This is probably a holdover from folks that are using Discourse in a similar manner to old email listservs, but what I’m noticing is that many users signup for email notifications and then build a rule to shuttle them to a specific mail folder. Sometimes they look at the folder, sometimes they don’t.
At issue is when someone @mentions a user in a post, the Subject for the @mentioned notification is the same as any other for example, this message contained an @mention of my username:
[CLC-ListServ] [Staff] This is a test of a large image
I was wondering if email notifications that were @mentions to the user in question could have something added to their subject line, like:
[CLC-ListServ] [Staff] [@mention] This is a test of a large image.
That way we could inform users that they should build mail filters that treated these messages differently, so they were less likely to just end up in one of their Bacn folders.
Sometimes it takes a while for someone to come up with a great idea.
Seriously, though, in my community we are also struggling with people who are intimidated with discourse and rely on their email to keep up with discussions and to reply. Then discourse competes with all the rest of the information overload they grapple with daily, and the old school strategies they use (like filtering into folders) means that messages get lost.
The answer seems to be to get these people to log into discourse, but it’s an uphill battle. In the meantime, any tricks to help them to pay attention to the posts that matter, that show up in their email, are welcome.
We’ve been running our Discourse instance for over a year and this only came up recently. I think that as the number of posts has ramped up in our community, some folks have started building up their mail filters.
I noticed this because in the past month or so several times when I’d @mentioned people, I would NOT hear back from them. I checked Mandrill, saw they got a message. When I got in touch with them, they said they missed the @mention because they hadn’t reviewed the folders where the email notifications are going.
Actually this is another area where Discourse could offer something more than a traditional email listserv. To my knowledge, a traditional listserv doesn’t distinguish a @mentioned message from a list message in the subject either.

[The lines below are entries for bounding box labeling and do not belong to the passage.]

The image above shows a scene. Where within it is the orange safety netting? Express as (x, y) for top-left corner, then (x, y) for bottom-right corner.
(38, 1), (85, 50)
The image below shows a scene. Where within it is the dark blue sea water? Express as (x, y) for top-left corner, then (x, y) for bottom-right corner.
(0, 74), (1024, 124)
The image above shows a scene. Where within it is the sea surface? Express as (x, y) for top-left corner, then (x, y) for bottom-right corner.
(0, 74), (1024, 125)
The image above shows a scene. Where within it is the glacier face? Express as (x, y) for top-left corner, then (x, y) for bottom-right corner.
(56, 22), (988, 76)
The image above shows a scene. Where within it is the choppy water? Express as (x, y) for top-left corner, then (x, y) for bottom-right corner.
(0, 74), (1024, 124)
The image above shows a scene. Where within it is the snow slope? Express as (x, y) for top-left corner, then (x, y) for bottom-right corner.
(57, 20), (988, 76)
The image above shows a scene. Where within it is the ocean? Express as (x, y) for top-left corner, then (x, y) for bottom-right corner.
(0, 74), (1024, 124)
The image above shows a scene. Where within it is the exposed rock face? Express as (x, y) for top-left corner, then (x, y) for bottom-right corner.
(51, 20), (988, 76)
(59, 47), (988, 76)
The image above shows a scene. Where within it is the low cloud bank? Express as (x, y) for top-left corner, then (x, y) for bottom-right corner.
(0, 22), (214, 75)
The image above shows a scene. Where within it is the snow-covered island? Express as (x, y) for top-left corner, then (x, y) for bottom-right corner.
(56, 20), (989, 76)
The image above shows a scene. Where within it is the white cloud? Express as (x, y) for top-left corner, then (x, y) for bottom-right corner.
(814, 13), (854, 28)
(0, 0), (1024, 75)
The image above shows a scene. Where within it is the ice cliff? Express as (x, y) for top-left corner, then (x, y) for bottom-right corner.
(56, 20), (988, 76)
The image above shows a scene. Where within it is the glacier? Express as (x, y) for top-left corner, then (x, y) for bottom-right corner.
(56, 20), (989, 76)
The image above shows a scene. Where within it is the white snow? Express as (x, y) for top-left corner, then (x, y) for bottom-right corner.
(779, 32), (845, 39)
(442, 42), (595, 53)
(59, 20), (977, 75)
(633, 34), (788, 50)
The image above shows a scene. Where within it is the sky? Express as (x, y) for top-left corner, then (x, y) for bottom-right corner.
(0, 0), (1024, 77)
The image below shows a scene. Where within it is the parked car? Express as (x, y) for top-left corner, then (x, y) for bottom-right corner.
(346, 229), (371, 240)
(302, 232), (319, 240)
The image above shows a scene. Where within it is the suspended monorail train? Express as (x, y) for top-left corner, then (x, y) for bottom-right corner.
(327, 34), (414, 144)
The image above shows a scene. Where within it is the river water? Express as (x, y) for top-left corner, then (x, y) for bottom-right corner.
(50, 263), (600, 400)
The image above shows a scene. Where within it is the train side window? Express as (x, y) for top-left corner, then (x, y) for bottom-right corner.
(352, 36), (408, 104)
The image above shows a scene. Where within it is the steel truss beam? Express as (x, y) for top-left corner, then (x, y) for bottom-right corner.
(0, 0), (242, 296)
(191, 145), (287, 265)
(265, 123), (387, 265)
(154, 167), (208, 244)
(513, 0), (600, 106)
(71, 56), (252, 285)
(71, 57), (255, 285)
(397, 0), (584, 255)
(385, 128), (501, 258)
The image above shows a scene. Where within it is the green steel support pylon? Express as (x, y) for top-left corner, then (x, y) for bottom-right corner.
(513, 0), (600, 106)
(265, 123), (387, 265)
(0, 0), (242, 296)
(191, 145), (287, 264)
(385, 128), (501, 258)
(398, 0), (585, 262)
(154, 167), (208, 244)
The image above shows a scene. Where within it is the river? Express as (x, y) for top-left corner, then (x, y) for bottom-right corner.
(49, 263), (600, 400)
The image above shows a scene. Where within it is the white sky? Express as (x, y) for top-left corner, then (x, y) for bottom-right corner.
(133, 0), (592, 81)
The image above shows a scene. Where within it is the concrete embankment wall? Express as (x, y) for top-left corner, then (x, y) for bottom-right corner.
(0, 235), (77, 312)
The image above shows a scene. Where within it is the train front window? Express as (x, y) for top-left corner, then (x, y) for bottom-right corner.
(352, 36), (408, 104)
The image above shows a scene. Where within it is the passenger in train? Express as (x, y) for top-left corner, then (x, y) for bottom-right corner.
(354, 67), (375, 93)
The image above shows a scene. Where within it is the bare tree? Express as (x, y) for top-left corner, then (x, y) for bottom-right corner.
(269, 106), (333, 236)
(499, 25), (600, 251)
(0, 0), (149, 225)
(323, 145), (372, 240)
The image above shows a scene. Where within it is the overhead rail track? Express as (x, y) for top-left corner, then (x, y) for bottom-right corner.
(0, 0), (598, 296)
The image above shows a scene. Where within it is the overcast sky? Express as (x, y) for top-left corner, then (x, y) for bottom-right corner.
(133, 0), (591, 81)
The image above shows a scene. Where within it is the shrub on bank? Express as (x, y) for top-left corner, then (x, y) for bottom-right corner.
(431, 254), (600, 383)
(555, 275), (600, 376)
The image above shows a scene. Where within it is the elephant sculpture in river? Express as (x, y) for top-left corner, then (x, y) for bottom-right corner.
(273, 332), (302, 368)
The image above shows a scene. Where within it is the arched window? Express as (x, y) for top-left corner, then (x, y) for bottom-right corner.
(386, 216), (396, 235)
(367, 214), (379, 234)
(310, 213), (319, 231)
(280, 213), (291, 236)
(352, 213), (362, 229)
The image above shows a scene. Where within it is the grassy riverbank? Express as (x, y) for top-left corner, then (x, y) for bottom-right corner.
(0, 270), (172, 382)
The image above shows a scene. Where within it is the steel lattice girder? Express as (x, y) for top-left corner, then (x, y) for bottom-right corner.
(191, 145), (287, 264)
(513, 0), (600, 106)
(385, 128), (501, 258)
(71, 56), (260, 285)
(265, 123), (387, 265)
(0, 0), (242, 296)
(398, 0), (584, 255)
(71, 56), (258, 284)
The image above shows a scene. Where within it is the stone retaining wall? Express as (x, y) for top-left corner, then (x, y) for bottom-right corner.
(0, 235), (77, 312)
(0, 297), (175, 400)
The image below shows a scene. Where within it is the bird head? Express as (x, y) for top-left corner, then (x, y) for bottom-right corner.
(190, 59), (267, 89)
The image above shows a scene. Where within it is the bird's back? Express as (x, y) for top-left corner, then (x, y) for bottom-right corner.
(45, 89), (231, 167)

I wouldn’t classify this as a vital feature, but rather an added bonus.
Without this feature, how do you people distinguish regular emails from responses to your messages (so that you can skip the inbox for regular messages, and not for those that you are involved in) ? With traditional mailing lists, that was easy, since you are the sender of the original message and also usually at least in cc for responses, and this way you can just filter using your own email address. But with discourse, I’m the recipient of all messages, and I see nothing else that I could use in a filter…
Never came up with any workarounds, it is still what I would consider a limitation of the Discourse email platform.
But… with no upvotes in 10 years, it must not be a widespread issue.
PS Specifically for the @mention of your username, you could probably just build your email filter to look for that in the email body. But that wouldn’t catch any direct replies that you might have to a topic thread that don’t include your username.